Assez récemment, je vous avais ainsi causé de la Quête onirique de Vellitt Boe, de Kij Johnson, qui, à l'heure de #MeToo entre autres, féminisait (et diversifiait ?) une oeuvre lovecraftienne cruellement lacunaire, et c'est peu dire, en matière de personnages féminins, en adoptant le prisme des Contrées du Rêve et en le dépouillant au passage d'une certaine immaturité fondamentale.
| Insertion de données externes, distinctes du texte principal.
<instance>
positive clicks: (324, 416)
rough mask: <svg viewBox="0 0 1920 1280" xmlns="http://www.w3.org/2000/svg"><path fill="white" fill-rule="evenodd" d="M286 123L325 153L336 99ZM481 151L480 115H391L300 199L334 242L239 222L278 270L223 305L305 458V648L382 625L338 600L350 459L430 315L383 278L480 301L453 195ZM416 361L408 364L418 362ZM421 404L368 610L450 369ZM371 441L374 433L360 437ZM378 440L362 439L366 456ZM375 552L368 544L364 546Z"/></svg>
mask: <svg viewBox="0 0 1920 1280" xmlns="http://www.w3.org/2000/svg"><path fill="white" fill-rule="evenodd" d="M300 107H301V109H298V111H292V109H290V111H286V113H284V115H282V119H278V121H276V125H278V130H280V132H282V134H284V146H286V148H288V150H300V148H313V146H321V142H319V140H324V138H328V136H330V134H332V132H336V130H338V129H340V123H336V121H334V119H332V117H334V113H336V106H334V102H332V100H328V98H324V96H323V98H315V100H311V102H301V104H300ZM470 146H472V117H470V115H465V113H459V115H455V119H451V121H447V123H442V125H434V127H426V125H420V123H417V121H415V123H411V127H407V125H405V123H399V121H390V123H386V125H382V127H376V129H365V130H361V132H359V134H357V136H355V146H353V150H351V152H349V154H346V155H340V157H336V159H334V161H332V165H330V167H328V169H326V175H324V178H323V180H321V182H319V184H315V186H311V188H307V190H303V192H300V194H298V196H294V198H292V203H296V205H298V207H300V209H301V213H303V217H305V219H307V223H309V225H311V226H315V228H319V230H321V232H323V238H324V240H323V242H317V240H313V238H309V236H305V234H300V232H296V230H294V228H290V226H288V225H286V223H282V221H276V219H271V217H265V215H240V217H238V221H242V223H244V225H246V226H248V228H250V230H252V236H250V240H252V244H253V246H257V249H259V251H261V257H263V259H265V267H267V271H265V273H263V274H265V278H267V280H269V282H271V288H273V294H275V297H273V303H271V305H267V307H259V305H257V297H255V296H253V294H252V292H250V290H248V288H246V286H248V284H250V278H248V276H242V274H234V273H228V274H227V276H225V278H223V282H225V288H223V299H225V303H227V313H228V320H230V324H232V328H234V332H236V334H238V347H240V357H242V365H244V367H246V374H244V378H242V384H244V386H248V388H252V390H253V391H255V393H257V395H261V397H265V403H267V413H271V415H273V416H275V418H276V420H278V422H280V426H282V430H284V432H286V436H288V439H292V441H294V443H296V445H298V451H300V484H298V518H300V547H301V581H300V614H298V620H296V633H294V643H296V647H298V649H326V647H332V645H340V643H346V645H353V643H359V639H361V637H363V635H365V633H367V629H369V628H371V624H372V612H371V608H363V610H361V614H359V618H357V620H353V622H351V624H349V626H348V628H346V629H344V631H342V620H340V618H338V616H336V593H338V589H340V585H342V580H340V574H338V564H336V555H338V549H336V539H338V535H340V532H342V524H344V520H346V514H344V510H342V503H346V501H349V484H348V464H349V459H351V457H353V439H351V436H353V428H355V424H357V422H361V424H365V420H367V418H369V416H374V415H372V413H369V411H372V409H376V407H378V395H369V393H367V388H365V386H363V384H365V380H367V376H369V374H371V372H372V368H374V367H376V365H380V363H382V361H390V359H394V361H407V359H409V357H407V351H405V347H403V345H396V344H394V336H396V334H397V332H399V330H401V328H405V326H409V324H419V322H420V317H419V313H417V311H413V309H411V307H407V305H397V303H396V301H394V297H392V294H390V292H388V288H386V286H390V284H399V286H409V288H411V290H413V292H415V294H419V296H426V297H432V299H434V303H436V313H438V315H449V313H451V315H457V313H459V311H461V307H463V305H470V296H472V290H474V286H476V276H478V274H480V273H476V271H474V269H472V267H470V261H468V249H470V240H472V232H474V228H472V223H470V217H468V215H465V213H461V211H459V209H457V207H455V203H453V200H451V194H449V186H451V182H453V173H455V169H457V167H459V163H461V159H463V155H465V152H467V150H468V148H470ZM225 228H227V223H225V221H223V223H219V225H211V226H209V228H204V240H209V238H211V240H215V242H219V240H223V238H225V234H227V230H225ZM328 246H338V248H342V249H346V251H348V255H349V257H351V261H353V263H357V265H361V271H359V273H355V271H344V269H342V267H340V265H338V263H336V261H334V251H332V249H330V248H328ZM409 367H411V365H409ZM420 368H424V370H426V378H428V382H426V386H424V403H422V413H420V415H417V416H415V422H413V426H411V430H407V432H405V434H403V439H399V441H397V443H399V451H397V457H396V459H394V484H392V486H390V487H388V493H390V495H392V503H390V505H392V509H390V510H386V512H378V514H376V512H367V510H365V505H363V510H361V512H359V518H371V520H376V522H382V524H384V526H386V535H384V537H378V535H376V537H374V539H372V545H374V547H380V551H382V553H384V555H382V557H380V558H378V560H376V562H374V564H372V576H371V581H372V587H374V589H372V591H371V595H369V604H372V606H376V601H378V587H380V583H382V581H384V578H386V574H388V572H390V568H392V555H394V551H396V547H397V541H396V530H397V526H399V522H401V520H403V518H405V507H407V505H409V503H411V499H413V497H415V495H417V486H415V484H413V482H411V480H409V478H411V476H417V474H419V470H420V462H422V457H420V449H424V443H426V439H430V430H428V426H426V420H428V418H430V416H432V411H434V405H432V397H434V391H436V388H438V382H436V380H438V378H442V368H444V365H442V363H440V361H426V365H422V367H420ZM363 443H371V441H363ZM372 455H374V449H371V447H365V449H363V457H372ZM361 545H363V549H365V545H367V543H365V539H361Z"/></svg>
Cependant, je n'avais pas été vraiment convaincu : un bon personnage et un propos juste n'avaient pas suffi à m'emballer, car j'avais bien trop le sentiment d'une autrice oubliant de raconter quelque chose derrière son message.



Le même éditeur, le Bélial', a récidivé plus récemment, mais dans le cadre de sa belle collection « Une heure-lumière » cette fois, avec La Ballade de Black Tom, novella de Victore LaValle (dont c'est le premier texte traduit en France, sauf erreur) bardée de prix, qui revisite la (mauvaise) nouvelle « Horreur à Red Hook » à l'heure entre autres du mouvement Black Lives Matter ; c'est un fait, le rêve de Martin Luther King ne s'est pas exactement réalisé, et il y a encore bien du boulot – je laisse Mr Ice-T vous expliquer tout cela, ici, là, et encore ailleurs. Victor LaValle, auteur afro-américain, revient ainsi sur une nouvelle de Lovecraft notoirement raciste, en adoptant le point de vue des Noirs (mais pas seulement). En ce sens, la démarche me paraît assez proche de celle de Kij Johnson – mais, à mes yeux, le résultat est cette fois bien plus convaincant, et le livre, orné comme d'hab' d'une belle couverture d'Aurélien Police (woop-woop !) (…) (pardon) (mais y a un lien) (si si) (voyez plus haut) (aheum), le livre disais-je est cette fois tout à fait recommandable et même bien plus que ça sans doute. Penchons-nous donc sur ce texte très intéressant, dédié « à H.P. Lovecraft, avec tous mes sentiments contradictoires ».



THE RACISM AT RED HOOK



Mais il nous faut donc partir de la nouvelle de Lovecraft « Horreur à Red Hook » – dont la (re)lecture est fortement recommandée avant ou pendant ou après la lecture de la novella de Victor LaValle : celle-ci n'est pas à proprement parler « incompréhensible » sans cela, mais, le jeu littéraire étant affiché sans la moindre ambiguïté, la méconnaissance du texte source risque de faire passer à côté d'un certain nombre de choses d'un intérêt non négligeable.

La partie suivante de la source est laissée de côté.